American Compass propose aussi de s’attaquer à la concentration dans certaines industries, notamment le secteur de la santé, ou encore de mieux réglementer les géants de la technologie en instaurant un système sécuritaire de vérification de l’âge en ligne.
Mais il ne faut pas chercher très loin pour constater qu’American Compass se situe effectivement à droite : on affirme ainsi que la réglementation environnementale, aux États-Unis, nuit grandement à l’industrie manufacturière.
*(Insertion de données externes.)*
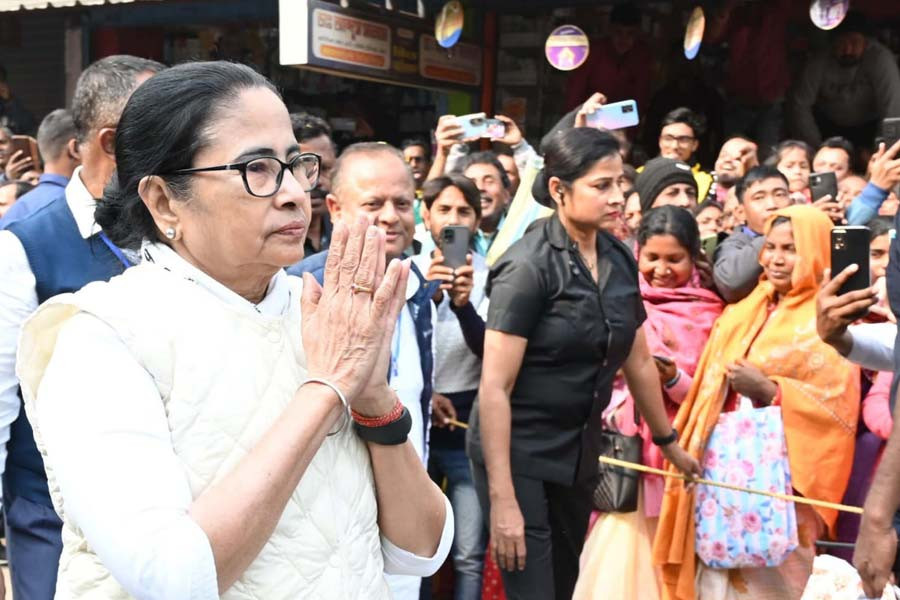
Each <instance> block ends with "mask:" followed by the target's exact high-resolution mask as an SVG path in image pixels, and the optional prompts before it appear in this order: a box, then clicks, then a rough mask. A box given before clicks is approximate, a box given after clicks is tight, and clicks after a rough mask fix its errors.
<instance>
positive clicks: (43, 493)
mask: <svg viewBox="0 0 900 600" xmlns="http://www.w3.org/2000/svg"><path fill="white" fill-rule="evenodd" d="M163 68H165V67H164V66H163V65H161V64H159V63H157V62H155V61H150V60H146V59H142V58H136V57H133V56H110V57H107V58H104V59H102V60H100V61H97V62H96V63H94V64H92V65H91V66H89V67H88V68H87V69H85V71H84V72H83V73H82V74H81V76H80V77H79V79H78V83H77V85H76V88H75V94H74V97H73V100H72V109H71V110H72V115H73V119H74V121H75V127H76V132H77V135H78V144H79V150H80V153H81V157H82V167H80V168H79V169H77V170H76V171H75V172H74V174H73V176H72V179H71V180H70V182H69V183H68V185H67V186H66V187H65V188H64V189H62V188H61V189H60V195H59V197H58V198H56V199H54V200H52V201H50V202H49V203H48V204H46V205H45V206H43V207H42V208H41V209H40V210H39V211H37V212H35V213H34V214H31V215H29V216H27V217H25V218H23V219H21V220H19V221H14V222H13V223H11V224H9V225H8V226H7V229H6V230H5V231H0V281H2V282H3V283H2V286H0V469H4V467H5V470H4V473H3V475H4V476H3V504H4V507H5V508H6V524H7V540H8V543H9V562H10V567H11V571H12V585H13V593H14V595H15V597H16V598H24V599H26V600H31V599H45V598H46V599H50V598H53V596H54V593H55V587H56V572H57V566H58V561H59V553H60V550H61V548H62V542H61V540H60V528H61V525H62V524H61V522H60V520H59V517H58V516H57V515H56V513H55V511H54V510H53V506H52V503H51V501H50V496H49V493H48V490H47V482H46V475H45V474H44V467H43V462H42V461H41V457H40V455H39V454H38V453H37V448H36V447H35V444H34V439H33V434H32V432H31V426H30V425H29V423H28V419H27V417H26V415H25V412H24V410H23V409H22V406H21V399H20V396H19V389H18V388H19V386H18V381H17V380H16V376H15V358H16V346H17V341H18V335H19V331H20V330H21V327H22V323H23V322H24V321H25V319H26V318H27V317H28V316H29V315H30V314H31V313H32V312H33V311H34V310H35V309H36V308H37V306H38V304H39V303H40V302H43V301H44V300H46V299H47V298H49V297H51V296H54V295H56V294H59V293H63V292H70V291H76V290H78V289H80V288H81V287H82V286H84V285H86V284H87V283H89V282H90V281H95V280H99V279H109V278H110V277H112V276H114V275H116V274H119V273H121V272H122V271H123V270H124V268H125V267H126V266H127V265H126V263H129V262H133V261H129V259H128V258H127V257H125V256H124V254H122V252H121V251H120V250H119V249H118V248H115V247H113V246H111V245H108V244H107V243H106V242H104V239H103V236H102V232H101V231H100V230H99V227H97V225H96V224H95V222H94V209H95V206H96V201H95V198H98V197H99V196H101V195H102V193H103V188H104V186H105V185H106V183H107V181H108V180H109V178H110V176H111V175H112V173H113V171H114V170H115V154H114V152H115V133H116V124H117V123H118V120H119V116H120V115H121V113H122V110H123V109H124V107H125V103H126V102H127V100H128V98H129V97H130V96H131V93H132V92H133V91H134V90H135V89H136V88H137V86H138V85H140V84H141V83H142V82H143V81H145V80H146V79H148V78H149V77H151V76H152V75H153V74H154V73H156V72H158V71H160V70H161V69H163ZM107 241H108V240H107ZM7 451H8V455H7Z"/></svg>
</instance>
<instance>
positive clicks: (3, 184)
mask: <svg viewBox="0 0 900 600" xmlns="http://www.w3.org/2000/svg"><path fill="white" fill-rule="evenodd" d="M11 185H14V186H16V200H18V199H19V198H21V197H22V196H24V195H25V194H27V193H28V192H30V191H31V190H33V189H34V187H35V186H34V184H33V183H29V182H27V181H22V180H21V179H7V180H6V181H4V182H3V183H0V189H3V188H5V187H9V186H11Z"/></svg>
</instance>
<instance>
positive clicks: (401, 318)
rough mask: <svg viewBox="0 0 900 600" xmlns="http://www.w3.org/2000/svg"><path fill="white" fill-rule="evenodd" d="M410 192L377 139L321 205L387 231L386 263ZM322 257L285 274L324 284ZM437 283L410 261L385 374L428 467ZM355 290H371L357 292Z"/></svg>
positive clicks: (301, 264) (410, 581)
mask: <svg viewBox="0 0 900 600" xmlns="http://www.w3.org/2000/svg"><path fill="white" fill-rule="evenodd" d="M415 192H416V186H415V182H414V180H413V176H412V172H411V171H410V169H409V167H408V165H407V164H406V161H405V160H404V158H403V154H402V153H401V152H400V151H399V150H397V149H396V148H394V147H393V146H390V145H388V144H384V143H380V142H362V143H358V144H353V145H351V146H348V147H347V148H346V149H345V150H344V151H343V152H342V153H341V155H340V157H339V158H338V159H337V161H336V162H335V164H334V170H333V172H332V177H331V191H330V192H329V193H328V195H327V196H326V197H325V204H326V206H327V207H328V212H329V213H330V215H331V219H332V220H334V221H338V220H342V221H344V222H345V223H348V224H353V223H355V222H356V221H357V220H359V219H366V220H367V221H368V222H369V223H371V224H373V225H375V226H377V227H379V228H380V229H381V230H382V231H384V235H385V242H386V243H385V254H386V259H387V262H389V261H391V260H393V259H402V258H404V257H405V255H406V251H407V249H408V248H409V247H410V246H411V244H412V240H413V232H414V230H415V218H414V217H413V201H414V199H415ZM327 257H328V251H327V250H326V251H324V252H319V253H318V254H314V255H312V256H310V257H308V258H306V259H304V260H303V261H301V262H300V263H298V264H297V265H294V266H293V267H290V268H289V269H288V270H287V272H288V273H289V274H291V275H297V276H300V275H302V274H303V273H307V272H308V273H310V274H311V275H313V276H314V277H315V278H316V279H317V280H318V281H319V283H322V278H323V275H324V271H325V261H326V259H327ZM439 285H440V284H439V282H436V281H435V282H428V281H426V280H425V276H424V275H423V273H422V272H421V270H419V269H418V268H417V266H416V264H415V263H412V265H411V266H410V276H409V283H408V285H407V293H406V306H405V307H404V309H403V311H401V313H400V318H399V319H398V321H397V325H396V327H395V328H394V334H393V339H392V341H391V368H390V371H389V373H388V374H387V375H388V380H389V383H390V385H391V387H392V388H393V389H394V390H396V392H397V395H398V396H399V398H400V401H401V402H402V403H403V405H404V406H405V407H406V409H407V410H408V411H409V413H410V416H411V417H412V421H413V425H412V432H411V433H410V436H409V439H410V441H411V442H412V444H413V447H414V448H415V449H416V452H417V453H418V455H419V456H420V457H421V458H422V461H423V462H424V463H425V464H426V465H427V464H428V455H427V449H428V437H429V432H430V422H431V396H432V371H433V365H434V356H433V354H432V342H431V340H432V333H433V324H432V297H433V296H434V295H435V292H436V291H437V290H438V286H439ZM358 293H371V292H368V291H367V290H359V291H358ZM386 578H387V581H388V585H389V586H390V587H391V592H392V594H393V597H394V598H396V599H397V600H418V598H419V588H420V586H421V578H420V577H413V576H408V575H386Z"/></svg>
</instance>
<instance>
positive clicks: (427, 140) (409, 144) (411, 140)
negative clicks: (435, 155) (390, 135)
mask: <svg viewBox="0 0 900 600" xmlns="http://www.w3.org/2000/svg"><path fill="white" fill-rule="evenodd" d="M413 146H421V147H422V148H423V149H424V150H425V155H426V156H431V144H430V143H428V140H426V139H425V138H423V137H411V138H406V139H405V140H403V141H402V142H400V150H401V151H403V150H406V149H407V148H412V147H413Z"/></svg>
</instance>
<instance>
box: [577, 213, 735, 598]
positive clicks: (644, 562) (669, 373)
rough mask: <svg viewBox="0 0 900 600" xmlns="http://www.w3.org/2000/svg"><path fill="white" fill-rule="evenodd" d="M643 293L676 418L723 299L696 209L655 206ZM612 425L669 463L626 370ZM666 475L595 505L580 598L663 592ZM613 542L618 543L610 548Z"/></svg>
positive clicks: (642, 258) (617, 381) (619, 380)
mask: <svg viewBox="0 0 900 600" xmlns="http://www.w3.org/2000/svg"><path fill="white" fill-rule="evenodd" d="M637 242H638V270H639V271H640V273H641V278H640V283H641V296H642V297H643V300H644V307H645V309H646V311H647V320H646V321H645V322H644V333H645V335H646V337H647V344H648V345H649V346H650V352H651V353H652V354H653V355H654V357H655V358H656V363H657V367H658V368H659V377H660V386H662V388H663V396H664V398H665V401H666V409H667V411H668V413H669V417H670V419H673V418H674V417H675V413H676V412H678V407H679V405H680V404H681V401H682V400H683V399H684V397H685V396H686V395H687V392H688V390H689V389H690V387H691V382H692V380H693V376H694V371H695V369H696V367H697V361H698V360H699V358H700V355H701V354H702V353H703V348H704V346H705V345H706V341H707V339H708V337H709V332H710V330H711V329H712V326H713V323H714V322H715V320H716V319H717V318H718V316H719V315H720V314H721V312H722V309H723V308H724V303H723V302H722V300H721V299H720V298H719V297H718V296H717V295H716V293H715V292H712V291H709V290H707V289H705V288H703V287H701V284H700V277H699V275H698V273H697V269H696V262H697V259H698V258H700V257H701V256H702V255H701V251H700V235H699V232H698V229H697V223H696V221H695V220H694V218H693V216H691V214H690V213H689V212H688V211H686V210H684V209H682V208H677V207H674V206H663V207H660V208H655V209H653V210H651V211H649V212H648V213H647V214H646V215H644V218H643V220H642V222H641V225H640V228H639V229H638V232H637ZM604 422H605V424H606V427H608V428H610V429H613V430H616V431H619V432H620V433H622V434H625V435H634V434H636V433H638V432H640V435H641V436H642V437H643V438H644V456H643V463H644V464H645V465H647V466H651V467H657V468H662V466H663V457H662V455H661V454H660V452H659V449H658V448H657V447H656V446H655V445H654V444H653V443H652V442H651V435H650V432H649V430H648V429H647V427H646V425H645V424H644V423H641V424H640V425H637V424H636V423H635V419H634V402H633V401H632V399H631V395H630V394H629V391H628V387H627V386H626V384H625V379H624V377H622V376H619V377H618V378H617V379H616V382H615V384H614V387H613V393H612V398H611V401H610V404H609V406H608V407H607V408H606V410H605V411H604ZM663 487H664V484H663V481H662V478H661V477H659V476H656V475H641V486H640V499H639V503H638V510H637V511H636V512H632V513H607V514H597V513H595V516H596V517H597V518H596V522H595V523H594V526H593V527H592V528H591V531H590V533H589V534H588V539H587V542H586V543H585V546H584V550H583V551H582V555H581V574H580V576H579V579H578V584H577V585H576V587H575V594H574V596H573V598H575V599H576V600H588V599H593V598H601V597H602V598H605V599H608V600H632V599H634V598H640V599H641V600H657V599H658V598H659V597H660V584H659V574H658V572H657V570H656V569H655V568H654V567H653V563H652V556H651V548H652V545H653V536H654V534H655V531H656V521H657V517H658V516H659V510H660V506H661V504H662V495H663ZM611 549H614V551H611Z"/></svg>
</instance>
On avance également que les familles des classes moyenne et ouvrière ont une préférence pour les aides financières directes, et pour le fait d’aider l’un des deux parents (généralement les femmes) à rester à la maison pour aider à élever les enfants. Les besoins de ces deux classes sociales sont ainsi opposés à ceux de la classe plus aisée, où l’on préférerait effectivement des services de garde et des congés parentaux.
Des progrès possibles?
Est-il envisageable que les républicains parviennent à faire adopter des lois, si les démocrates contrôlent toujours le Sénat et la présidence? Ou les démocrates voudront-ils mettre de l’eau dans leur vin?
« Nous verrons! », répond Chris Griswold. « Il est arrivé qu’un gouvernement divisé comme cela mène à un blocage. À d’autres moments, des gouvernements divisés ont quand même pu accomplir des progrès. Il y a des exemples dans les deux sens. Selon moi, il existe une question préalable, qui est de savoir ce que le centre-droit veut accomplir, aux États-Unis. Et c’est quelque chose d’interne, chez le Parti républicain. »
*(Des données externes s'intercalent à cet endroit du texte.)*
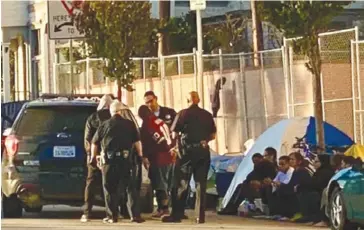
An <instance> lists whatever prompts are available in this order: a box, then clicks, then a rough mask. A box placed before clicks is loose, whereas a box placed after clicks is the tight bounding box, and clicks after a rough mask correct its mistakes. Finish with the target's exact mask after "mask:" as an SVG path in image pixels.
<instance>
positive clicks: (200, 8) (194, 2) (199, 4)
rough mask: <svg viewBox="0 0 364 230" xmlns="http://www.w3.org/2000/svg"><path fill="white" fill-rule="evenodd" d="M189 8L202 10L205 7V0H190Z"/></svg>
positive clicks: (204, 8) (204, 7)
mask: <svg viewBox="0 0 364 230" xmlns="http://www.w3.org/2000/svg"><path fill="white" fill-rule="evenodd" d="M190 9H191V10H204V9H206V0H190Z"/></svg>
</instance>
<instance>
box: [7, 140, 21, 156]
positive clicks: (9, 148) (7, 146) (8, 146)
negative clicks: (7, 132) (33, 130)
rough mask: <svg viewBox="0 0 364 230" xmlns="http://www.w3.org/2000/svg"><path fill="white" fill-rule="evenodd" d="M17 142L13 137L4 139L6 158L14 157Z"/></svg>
mask: <svg viewBox="0 0 364 230" xmlns="http://www.w3.org/2000/svg"><path fill="white" fill-rule="evenodd" d="M18 144H19V140H18V138H16V136H14V135H10V136H7V137H6V139H5V148H6V153H7V154H8V156H14V155H15V154H16V153H17V152H18Z"/></svg>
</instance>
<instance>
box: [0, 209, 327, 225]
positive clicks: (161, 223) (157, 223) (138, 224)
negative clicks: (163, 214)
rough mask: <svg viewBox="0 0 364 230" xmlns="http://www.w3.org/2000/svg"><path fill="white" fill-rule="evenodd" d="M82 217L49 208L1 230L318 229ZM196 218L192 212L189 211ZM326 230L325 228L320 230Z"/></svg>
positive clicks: (97, 215) (215, 219) (1, 220)
mask: <svg viewBox="0 0 364 230" xmlns="http://www.w3.org/2000/svg"><path fill="white" fill-rule="evenodd" d="M81 214H82V209H81V208H70V207H67V206H46V207H44V210H43V211H42V212H41V213H38V214H36V213H24V216H23V218H21V219H2V220H1V228H2V229H9V230H10V229H11V230H23V229H24V230H26V229H62V230H75V229H77V230H83V229H85V230H93V229H95V230H96V229H97V230H104V229H111V230H112V229H141V228H142V229H143V230H148V229H150V230H164V229H166V230H167V229H175V230H177V229H184V230H187V229H232V230H233V229H240V230H245V229H247V230H248V229H249V230H251V229H253V230H255V229H256V230H263V229H264V230H291V229H292V230H300V229H306V230H311V229H317V228H312V227H308V226H302V225H296V224H292V223H281V222H272V221H265V220H254V219H246V218H241V217H236V216H219V215H216V213H213V212H208V213H207V220H206V223H205V224H200V225H196V224H194V223H193V221H192V218H191V219H190V220H185V221H183V222H182V223H176V224H165V223H161V222H160V221H157V220H153V219H151V218H150V215H145V216H144V217H145V219H146V220H147V221H146V222H145V223H142V224H135V223H130V221H128V220H122V221H120V222H119V223H117V224H112V225H110V224H109V225H105V224H103V223H102V222H101V219H102V218H103V217H104V215H105V214H104V212H103V208H97V209H96V210H95V212H94V217H95V219H92V220H91V221H90V222H88V223H81V222H80V221H79V218H80V216H81ZM188 215H189V216H192V212H190V211H188ZM320 229H322V228H320ZM324 229H325V228H324Z"/></svg>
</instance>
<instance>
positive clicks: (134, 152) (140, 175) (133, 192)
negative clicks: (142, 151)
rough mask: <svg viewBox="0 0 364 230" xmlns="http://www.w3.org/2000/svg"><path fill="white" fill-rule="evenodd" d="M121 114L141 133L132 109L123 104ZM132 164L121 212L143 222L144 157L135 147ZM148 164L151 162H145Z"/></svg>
mask: <svg viewBox="0 0 364 230" xmlns="http://www.w3.org/2000/svg"><path fill="white" fill-rule="evenodd" d="M120 116H121V117H122V118H124V119H127V120H130V121H132V122H133V123H134V125H135V128H136V129H137V130H138V135H140V133H139V125H138V122H137V121H136V119H135V117H134V115H133V113H132V112H131V111H130V109H129V108H128V107H127V106H126V105H123V107H122V109H121V113H120ZM129 160H130V164H131V166H132V175H131V179H130V180H129V183H128V185H127V188H126V191H125V190H124V191H122V197H121V200H120V207H119V208H120V214H121V215H123V217H124V218H130V219H131V221H132V222H137V223H142V222H144V220H143V219H142V218H141V217H140V213H141V210H140V187H141V183H142V179H141V177H142V159H141V157H140V156H139V155H138V153H137V151H136V149H135V148H133V149H132V151H131V153H130V156H129ZM144 164H145V165H148V164H149V162H144ZM146 167H148V166H146Z"/></svg>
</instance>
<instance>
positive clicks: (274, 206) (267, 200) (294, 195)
mask: <svg viewBox="0 0 364 230" xmlns="http://www.w3.org/2000/svg"><path fill="white" fill-rule="evenodd" d="M271 188H272V187H268V188H267V190H266V192H267V201H268V207H269V214H270V215H281V216H284V217H288V218H291V217H293V215H294V214H296V213H297V212H298V211H299V203H298V199H297V196H296V194H294V193H292V194H285V193H281V192H280V191H279V189H277V191H275V192H274V193H272V189H271Z"/></svg>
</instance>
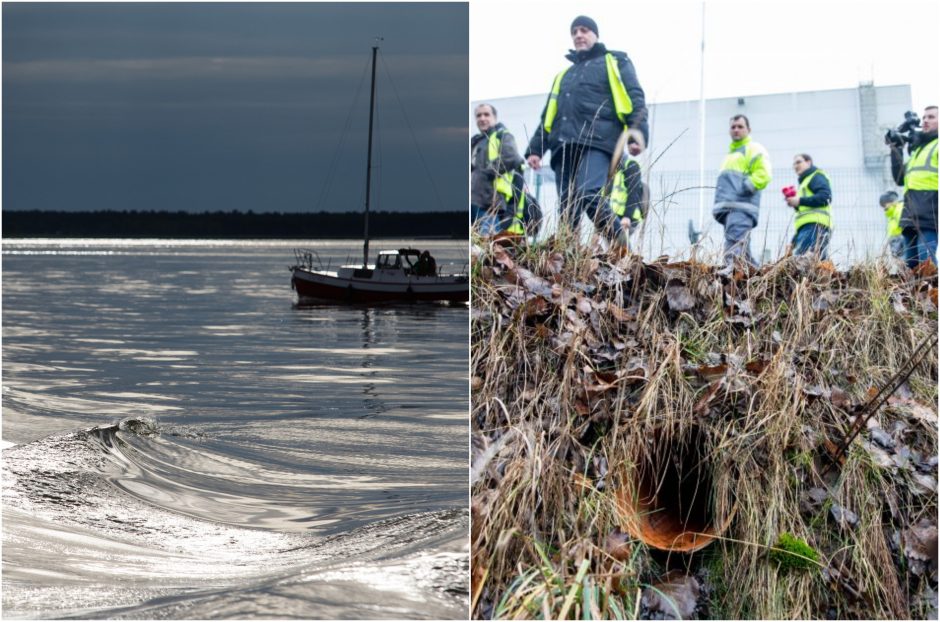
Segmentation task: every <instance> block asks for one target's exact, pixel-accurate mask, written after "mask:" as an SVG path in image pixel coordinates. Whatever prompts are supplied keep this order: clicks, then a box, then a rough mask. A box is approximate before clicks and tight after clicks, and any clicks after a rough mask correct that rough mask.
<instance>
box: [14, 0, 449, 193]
mask: <svg viewBox="0 0 940 622" xmlns="http://www.w3.org/2000/svg"><path fill="white" fill-rule="evenodd" d="M3 18H4V19H3V87H4V88H3V155H4V158H3V175H4V185H3V202H4V209H76V210H78V209H171V210H179V209H183V210H192V211H202V210H217V209H224V210H231V209H237V210H243V211H245V210H249V209H251V210H254V211H304V210H311V209H328V210H339V211H346V210H356V209H360V208H361V206H362V195H363V189H362V184H363V179H364V164H365V146H366V115H367V112H368V65H369V58H370V47H371V45H373V38H374V37H375V36H383V37H384V38H385V41H384V42H382V43H381V44H380V45H381V51H380V63H379V69H378V81H379V102H380V103H379V113H378V119H377V125H378V127H379V129H380V130H382V131H381V133H380V134H379V135H378V139H377V142H376V152H377V155H378V156H380V157H378V158H377V162H376V164H377V181H378V183H379V184H380V186H381V192H380V194H379V197H380V201H379V204H378V205H376V206H375V208H377V209H387V210H416V211H423V210H440V209H462V208H463V206H464V205H465V202H466V201H465V197H466V183H467V182H466V178H467V175H466V171H467V155H466V152H467V148H466V144H467V131H468V130H467V127H466V125H465V119H466V102H467V97H468V94H467V81H468V73H467V72H468V69H467V7H466V5H464V4H424V3H420V4H386V3H381V4H341V5H334V4H178V3H168V4H108V3H105V4H4V5H3ZM389 76H390V77H391V81H390V79H389ZM402 109H404V112H403V111H402ZM409 122H410V123H409ZM347 125H348V127H347ZM412 131H413V133H414V135H412ZM342 137H345V140H344V141H343V142H342V143H341V142H340V139H341V138H342ZM415 142H417V143H418V144H419V145H420V154H419V152H418V151H417V150H416V148H415ZM426 169H429V170H430V175H431V177H432V178H433V184H432V183H431V181H430V180H429V176H428V173H427V172H426ZM331 170H332V171H333V173H334V176H335V177H334V178H331V179H327V173H328V172H329V171H331ZM326 187H328V188H331V189H332V191H331V192H330V193H329V194H327V195H324V188H326ZM435 188H436V190H437V192H435ZM438 197H439V198H440V201H439V200H438Z"/></svg>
« C’est vraiment le débat que je suis de plus près : après tout, depuis les années 1980, le plan républicain consiste à offrir des baisses d’impôts, libéraliser les échanges commerciaux, et offrir d’autres baisses d’impôts. Et nous avons vu l’échec de ces idées, leur incapacité de persuader les électeurs. Chez American Compass, nous oeuvrons à démontrer les impacts de nos mauvaises politiques économiques des dernières décennies. Et donc, il est essentiel, pour moi, que les conservateurs comprennent cela, et qu’ils comprennent que les valeurs conservatrices traditionnelles se trouvent plutôt du côté des familles fortes, des industries nationales solides, etc. C’est ce sur quoi nous travaillons chez American Compass.»
Mais en ce qui concerne une éventuelle collaboration entre démocrates et républicains, Chris Griswold juge que celle-ci existe déjà, dans certains domaines, notamment la sécurité nationale, et la lutte contre certaines dérives du libre marché.
« L’administration Biden a déjà fait beaucoup de choses à ce sujet. Les administrations Obama et Clinton s’inscrivaient davantage dans l’idée du commerce sans limites, du libre-échange. L’administration Biden a posé des gestes pour agir de façon différente, et je crois que c’est ce qui explique, en partie, les bons résultats des démocrates lors du scrutin de mi-mandat. Je pense aussi qu’avec une Chambre contrôlée par les républicains, vous pouvez vous attendre à davantage de gestes visant à limiter l’exposition de l’économie américaine à la Chine. Non seulement ramener des industries aux États-Unis, mais aussi se questionner sur l’intérêt national des investissements américains en Chine. »
Toujours selon M. Griswold, une Chambre sous contrôle du GOP pourrait même aller plus loin en ce sens, que ce qu’a fait l’administration Biden jusqu’à maintenant. « Je crois que la conversation bipartisane a effectivement déjà progressé jusqu’à ce point. »
Ce responsable chez American Compass reconnaît par ailleurs que la lutte interne, chez les républicains, en vue de la nomination d’un candidat pour la présidentielle de 2024, occupera bien du temps et de l’espace. « Mais c’est toujours comme cela; et je suis persuadé que les représentants et les sénateurs républicains réussiront malgré tout à mettre de l’avant des projets de loi et des idées pour faire progresser leurs idées », dit-il. Des idées qui, espère-t-il, proviendront de son groupe de réflexion.